Over six weeks this summer, Encounters at Brandeis, a family of immersive, residential programs for teens, is welcoming 400 young students to campus. And for the first time, established experiential and service learning programs like BIMA, Genesis, and Impact Boston, are being joined by new programs, including the Global Youth Summit on Medicine, Mock Trial Boot Camp and CIEE English Academy.
One newcomer to the lineup is 3D Game Design, which lets participants develop and build their own video games, including storylines, sounds and visuals, using the free, open-source platform, Blender.
“I play and enjoy video games but I didn’t realize there was such a big gaming community,” says Tami Poliwoda, a rising junior from Toronto. She was one of 17 teenagers from around the country who signed up for eight days of instruction, bonding and fun. Poliwoda, who wanted to learn new skills not offered at her Jewish day school, says she also came away with a close-knit group of friends.
Computer science professor Tim Hickey says he was partly motivated to develop and offer the course to help correct a lack of diversity in the field.
“It’s a huge problem,” says Hickey, because the computer science professions and courses are mostly filled with white men. “It’s partially a misunderstanding of what computer science is. One of the ways to address this imbalance is to use something I already know kids are excited about — 3D gaming — to get them involved.”

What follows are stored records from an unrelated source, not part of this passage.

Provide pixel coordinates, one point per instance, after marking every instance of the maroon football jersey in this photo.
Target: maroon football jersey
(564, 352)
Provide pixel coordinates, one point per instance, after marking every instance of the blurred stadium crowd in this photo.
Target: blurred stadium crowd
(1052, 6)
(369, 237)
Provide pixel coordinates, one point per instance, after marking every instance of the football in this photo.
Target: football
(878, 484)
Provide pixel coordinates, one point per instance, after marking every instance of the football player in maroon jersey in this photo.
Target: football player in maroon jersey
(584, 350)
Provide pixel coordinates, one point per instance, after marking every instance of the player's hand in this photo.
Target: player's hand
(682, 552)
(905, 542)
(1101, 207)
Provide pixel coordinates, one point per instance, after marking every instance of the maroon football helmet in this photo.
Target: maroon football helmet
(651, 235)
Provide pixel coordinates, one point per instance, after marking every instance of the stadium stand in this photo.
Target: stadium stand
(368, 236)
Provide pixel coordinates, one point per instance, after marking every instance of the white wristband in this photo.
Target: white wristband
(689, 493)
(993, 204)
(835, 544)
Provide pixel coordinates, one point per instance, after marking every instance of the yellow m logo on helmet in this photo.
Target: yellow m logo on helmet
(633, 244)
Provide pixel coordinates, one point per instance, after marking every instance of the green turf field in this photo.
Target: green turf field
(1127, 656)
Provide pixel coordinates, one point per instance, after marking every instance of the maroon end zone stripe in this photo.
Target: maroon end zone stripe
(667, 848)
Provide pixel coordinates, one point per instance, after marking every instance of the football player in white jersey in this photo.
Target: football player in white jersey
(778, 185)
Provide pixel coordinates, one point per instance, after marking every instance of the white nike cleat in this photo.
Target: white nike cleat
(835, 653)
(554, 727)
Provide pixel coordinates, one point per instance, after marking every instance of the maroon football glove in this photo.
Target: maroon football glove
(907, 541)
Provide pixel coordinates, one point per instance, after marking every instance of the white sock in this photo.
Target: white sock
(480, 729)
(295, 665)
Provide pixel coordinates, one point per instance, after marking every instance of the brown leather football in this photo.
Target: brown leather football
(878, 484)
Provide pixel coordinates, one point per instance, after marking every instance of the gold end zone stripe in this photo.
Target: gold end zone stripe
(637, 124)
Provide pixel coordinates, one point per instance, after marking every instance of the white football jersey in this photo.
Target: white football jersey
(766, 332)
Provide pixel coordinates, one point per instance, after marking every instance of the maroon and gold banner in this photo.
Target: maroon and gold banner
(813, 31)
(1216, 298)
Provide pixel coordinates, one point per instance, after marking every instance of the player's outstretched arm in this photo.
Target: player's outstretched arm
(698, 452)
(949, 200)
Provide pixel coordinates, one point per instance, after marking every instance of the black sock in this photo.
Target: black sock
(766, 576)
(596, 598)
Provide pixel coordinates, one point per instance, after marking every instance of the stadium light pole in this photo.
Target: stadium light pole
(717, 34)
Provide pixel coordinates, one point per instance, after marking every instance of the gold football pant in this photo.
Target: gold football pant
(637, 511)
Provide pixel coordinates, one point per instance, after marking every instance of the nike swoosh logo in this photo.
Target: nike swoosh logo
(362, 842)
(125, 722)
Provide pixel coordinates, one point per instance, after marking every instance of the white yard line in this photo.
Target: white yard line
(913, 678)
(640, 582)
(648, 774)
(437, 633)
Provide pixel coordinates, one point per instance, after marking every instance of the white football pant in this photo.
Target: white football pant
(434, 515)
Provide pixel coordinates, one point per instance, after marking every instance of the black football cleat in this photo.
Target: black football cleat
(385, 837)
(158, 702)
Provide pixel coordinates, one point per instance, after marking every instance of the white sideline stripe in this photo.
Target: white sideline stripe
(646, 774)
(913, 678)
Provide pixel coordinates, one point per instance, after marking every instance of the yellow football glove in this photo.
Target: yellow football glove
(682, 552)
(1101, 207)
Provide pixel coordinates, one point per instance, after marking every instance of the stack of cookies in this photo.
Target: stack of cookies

In addition to traditional computer lab learning, students visit Google, play Parkour (a training discipline using movement), get input on their games from professional designers, and debate the ethics of gaming.
Rebecca Anisman, a rising senior from Florida, loves video games but considers herself primarily a fiction writer. For her, that was part of the program’s draw. “I love creating that story, creating those characters, and seeing it play through,” she says.
Hickey says piquing students’ interest at a young age with engaging subject matter, is a first step in addressing the lack of diversity in computer programming, and this approach seems to work: The program’s inaugural run at Brandeis drew several young women and students from all backgrounds.
“Hopefully they caught the computer science bug, not just game designing,” says Hickey.